The Layered Garden by David L. Culp: A review

(Cross-posted from The Nature of Things.)

My rating: 3 of 5 stars
A long-time writer and lecturer about gardening, David Culp, along with his partner, Michael Alderfer, has spent some twenty years creating their two-acre garden at Brandywine College in Downington, Pennsylvania. In this book, Culp shares the lessons he has learned from that experience.

The Brandywine garden is a layered garden, which simply means that it is a garden with plantings that are planned in order to provide a succession of eye-catching combinations (layers) of interest and beauty from earliest spring right into winter. It is a true four-season garden.

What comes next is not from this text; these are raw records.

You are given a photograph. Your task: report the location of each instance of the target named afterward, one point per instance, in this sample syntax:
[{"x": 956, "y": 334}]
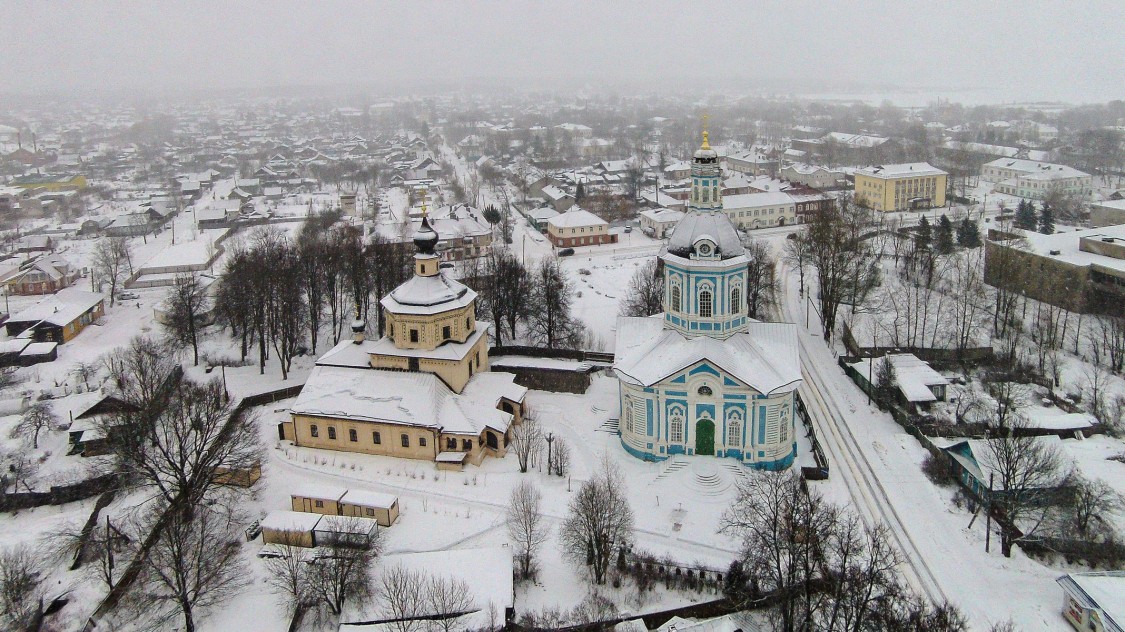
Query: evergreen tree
[
  {"x": 944, "y": 235},
  {"x": 1046, "y": 219},
  {"x": 969, "y": 234},
  {"x": 925, "y": 234},
  {"x": 1025, "y": 215}
]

The way that Culp and his partner achieved a four-season garden in Pennsylvania is not necessarily the way that I would achieve it in Southeast Texas. The plants will be different with very little overlap because our climates and our soils are different, but the principles embraced by Culp and recommended by him have application regardless of the area in which one gardens.

The design technique of layering involves the interplanting of many different species in the same area so that as one plant passes its peak, another takes over, with the result that one can have a nonstop parade of color throughout the year. It is a technique of succession planting so that an area is never lacking in color and interest.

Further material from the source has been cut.